Correram alguns dias depois destes acontecimentos. Persistindo ainda os mesmos estorvos ao projectado e decidido casamento de Pedro, passava este tempo em trabalhos campestres, e Clara, ocupando-se na feitura do enxoval, em que era ajudada pela irmã.

Daniel, ainda sem cuidados de clínica, prosseguia nas excursões venatórias pelos arredores. Havia, porém, muitas ocasiões em que ele voltava a casa sem ter disparado um tiro, o que não o afligia demasiadamente.

Pedro renovava então as suas prelecções sobre a caça e instruía Daniel a respeito dos lugares da aldeia, mais abundantes nela.

Do que Daniel não se esquecia era de passar todos os dias à porta das duas irmãs, que ambas o viam e, pode-se até dizer, o esperavam já. Margarida ocultava-se, porém, mal o sentia; Clara, pelo contrário, inclinava-se ao peitoril, e, sorrindo, correspondia à saudação do caçador.

Era mais outra inconsideração de Clara. Conseguiu persuadir- -se esta boa rapariga que era obrigada àquilo, para compensar a demasiada severidade com a qual, no seu entender, tratara Daniel na noite da esfolhada e sem se lembrar que, não obstante o seu próximo parentesco com ele justificar estas familiaridades, a má reputação que Daniel gozava na aldeia e a fértil imaginação dos noveleiros locais, as faziam um pouco imprudentes.

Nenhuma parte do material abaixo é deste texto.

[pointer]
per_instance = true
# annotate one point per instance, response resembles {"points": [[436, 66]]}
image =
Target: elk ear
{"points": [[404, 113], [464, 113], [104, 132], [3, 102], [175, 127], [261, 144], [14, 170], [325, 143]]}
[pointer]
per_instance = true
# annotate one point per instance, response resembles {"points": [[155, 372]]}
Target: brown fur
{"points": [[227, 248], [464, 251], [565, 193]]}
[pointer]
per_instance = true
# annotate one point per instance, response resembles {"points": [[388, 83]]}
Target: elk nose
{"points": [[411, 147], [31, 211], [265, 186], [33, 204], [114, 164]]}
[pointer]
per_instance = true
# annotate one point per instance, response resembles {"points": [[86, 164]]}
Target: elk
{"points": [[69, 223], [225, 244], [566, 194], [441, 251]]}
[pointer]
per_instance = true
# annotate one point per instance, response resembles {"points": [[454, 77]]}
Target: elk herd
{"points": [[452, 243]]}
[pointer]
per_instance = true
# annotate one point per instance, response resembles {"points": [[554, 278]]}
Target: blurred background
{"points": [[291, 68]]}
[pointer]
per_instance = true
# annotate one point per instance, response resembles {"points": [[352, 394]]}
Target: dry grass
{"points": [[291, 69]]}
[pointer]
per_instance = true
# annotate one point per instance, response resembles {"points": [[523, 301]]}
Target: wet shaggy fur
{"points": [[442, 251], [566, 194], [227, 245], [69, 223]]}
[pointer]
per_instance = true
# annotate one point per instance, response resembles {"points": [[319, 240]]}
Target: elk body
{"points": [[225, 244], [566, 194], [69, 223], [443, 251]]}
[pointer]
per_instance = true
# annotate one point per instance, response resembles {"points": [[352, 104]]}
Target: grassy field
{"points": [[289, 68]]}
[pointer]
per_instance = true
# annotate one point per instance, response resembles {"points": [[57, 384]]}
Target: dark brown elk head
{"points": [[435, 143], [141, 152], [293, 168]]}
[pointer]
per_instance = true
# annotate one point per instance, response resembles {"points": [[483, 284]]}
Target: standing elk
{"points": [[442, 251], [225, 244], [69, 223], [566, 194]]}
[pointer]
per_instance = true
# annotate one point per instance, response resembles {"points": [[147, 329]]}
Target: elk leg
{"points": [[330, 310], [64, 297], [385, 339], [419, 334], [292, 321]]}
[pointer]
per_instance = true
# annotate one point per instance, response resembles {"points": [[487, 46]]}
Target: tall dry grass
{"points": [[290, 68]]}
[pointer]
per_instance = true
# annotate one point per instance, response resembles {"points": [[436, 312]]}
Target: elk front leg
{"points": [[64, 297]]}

De facto, já nos círculos da terra constava da predilecção de Daniel pela rua em que moravam as duas raparigas; e falava-se disto com certos olhares, com certas reticências e sorrisos, mais malignamente eloquentes, do que murmurações explícitas.

Escusado será dizer que na loja do Sr. João da Esquina encontravam estas meias vozes eco admirável.

Daniel concorreu para exacerbar esses vagos rumores populares.

Um dia, em que se entretivera meia hora conversando da rua para Clara, passou, ao retirar-se, por um jornaleiro, que trabalhava a pouca distância dali.